À medida que se transforma de uma empresa de televisão em uma empresa de streaming, a ESPN está passando por uma rápida transformação. Mas se os acontecimentos extraordinários da semana passada servirem de indicação, a transformação da sua cultura empresarial é igualmente sísmica.

Durante décadas, a maior estrela da ESPN foi a ESPN. Uma longa lista de seus funcionários mais conhecidos – como Keith Olbermann, Bill Simmons e Dan Le Batard – entrou em conflito com executivos, e a história sempre terminava da mesma maneira: esses funcionários iam embora e a ESPN continuava em frente.

Mas na semana passada, Pat McAfee, o apostador do Indianapolis Colts que se tornou atleta de choque da nova mídia e estrela da ESPN, criticou diretamente pelo nome um poderoso executivo da rede de propriedade da Disney, chamando-o de “rato”. McAfee não apenas não foi demitido, mas aparentemente não foi punido, chocando executivos e funcionários atuais e antigos da ESPN.

“Sabemos que não há crime mais ofensivo no universo da ESPN e da Disney do que crime de apresentador contra apresentador ou crime de talento contra talento”, Jemele Hill, ex-apresentador do “SportsCenter” que deixou a ESPN em 2018 após brigar com executivos, disse na semana passada.

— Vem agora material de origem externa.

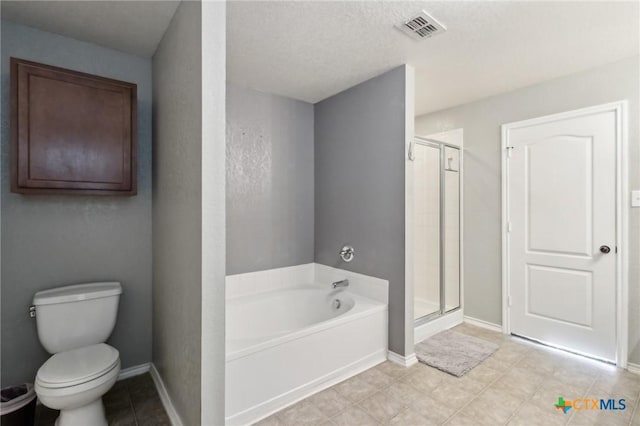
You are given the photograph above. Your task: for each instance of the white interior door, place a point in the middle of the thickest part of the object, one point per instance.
(561, 243)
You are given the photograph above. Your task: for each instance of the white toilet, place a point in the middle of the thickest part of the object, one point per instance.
(73, 324)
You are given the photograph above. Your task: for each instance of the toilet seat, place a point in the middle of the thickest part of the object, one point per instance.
(77, 366)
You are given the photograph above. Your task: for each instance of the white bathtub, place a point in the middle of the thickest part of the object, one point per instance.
(287, 344)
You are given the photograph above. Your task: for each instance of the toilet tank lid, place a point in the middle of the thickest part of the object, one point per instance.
(77, 292)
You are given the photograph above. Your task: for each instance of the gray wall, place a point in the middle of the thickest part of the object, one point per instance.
(481, 121)
(177, 214)
(48, 241)
(269, 181)
(360, 186)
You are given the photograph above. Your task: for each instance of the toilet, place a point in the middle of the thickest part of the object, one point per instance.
(73, 323)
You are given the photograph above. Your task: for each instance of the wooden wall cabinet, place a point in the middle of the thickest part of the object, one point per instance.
(72, 133)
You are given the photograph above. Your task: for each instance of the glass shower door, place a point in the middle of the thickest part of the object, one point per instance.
(426, 236)
(436, 236)
(451, 219)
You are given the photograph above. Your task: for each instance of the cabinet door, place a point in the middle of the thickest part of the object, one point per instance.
(72, 133)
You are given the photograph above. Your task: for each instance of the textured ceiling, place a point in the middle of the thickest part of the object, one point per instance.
(130, 26)
(310, 50)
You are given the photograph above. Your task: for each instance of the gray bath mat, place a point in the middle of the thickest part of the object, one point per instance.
(453, 352)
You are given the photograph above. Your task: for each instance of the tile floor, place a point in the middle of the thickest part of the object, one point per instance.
(518, 385)
(131, 402)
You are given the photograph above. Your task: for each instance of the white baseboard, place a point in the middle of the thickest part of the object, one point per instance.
(437, 325)
(164, 397)
(483, 324)
(405, 361)
(633, 368)
(267, 408)
(136, 370)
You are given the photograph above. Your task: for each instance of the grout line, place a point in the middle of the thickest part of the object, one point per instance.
(484, 389)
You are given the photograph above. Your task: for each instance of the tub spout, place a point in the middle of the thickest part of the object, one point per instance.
(342, 283)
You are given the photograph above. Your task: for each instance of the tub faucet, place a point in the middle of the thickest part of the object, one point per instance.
(342, 283)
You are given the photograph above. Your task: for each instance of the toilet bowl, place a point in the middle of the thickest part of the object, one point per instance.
(73, 324)
(75, 381)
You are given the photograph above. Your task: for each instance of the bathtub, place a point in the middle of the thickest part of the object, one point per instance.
(286, 344)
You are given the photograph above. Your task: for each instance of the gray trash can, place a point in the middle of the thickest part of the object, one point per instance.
(18, 405)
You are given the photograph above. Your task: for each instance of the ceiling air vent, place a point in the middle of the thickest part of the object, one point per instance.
(422, 26)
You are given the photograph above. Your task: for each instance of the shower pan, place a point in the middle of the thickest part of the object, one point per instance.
(436, 229)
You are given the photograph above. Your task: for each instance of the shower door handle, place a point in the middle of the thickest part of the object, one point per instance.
(412, 155)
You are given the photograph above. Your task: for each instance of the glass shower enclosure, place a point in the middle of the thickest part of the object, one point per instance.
(436, 222)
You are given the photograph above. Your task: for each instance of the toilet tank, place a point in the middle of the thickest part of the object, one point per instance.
(74, 316)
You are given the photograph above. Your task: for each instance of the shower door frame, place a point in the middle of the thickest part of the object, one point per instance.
(442, 311)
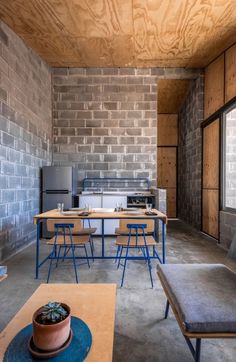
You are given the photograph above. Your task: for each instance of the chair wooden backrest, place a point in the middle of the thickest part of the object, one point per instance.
(123, 225)
(76, 222)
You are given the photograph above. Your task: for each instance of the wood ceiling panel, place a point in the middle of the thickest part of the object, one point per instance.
(160, 33)
(171, 94)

Para complicar ainda mais as coisas, dias antes, Aaron Rodgers, quarterback do New York Jets e convidado regular do talk show diário da McAfee à tarde, disse durante uma aparição que muitas pessoas, “incluindo Jimmy Kimmel”, esperavam um o tribunal não quis tornar pública uma lista dos associados de Jeffrey Epstein, o financista desgraçado e criminoso sexual registado.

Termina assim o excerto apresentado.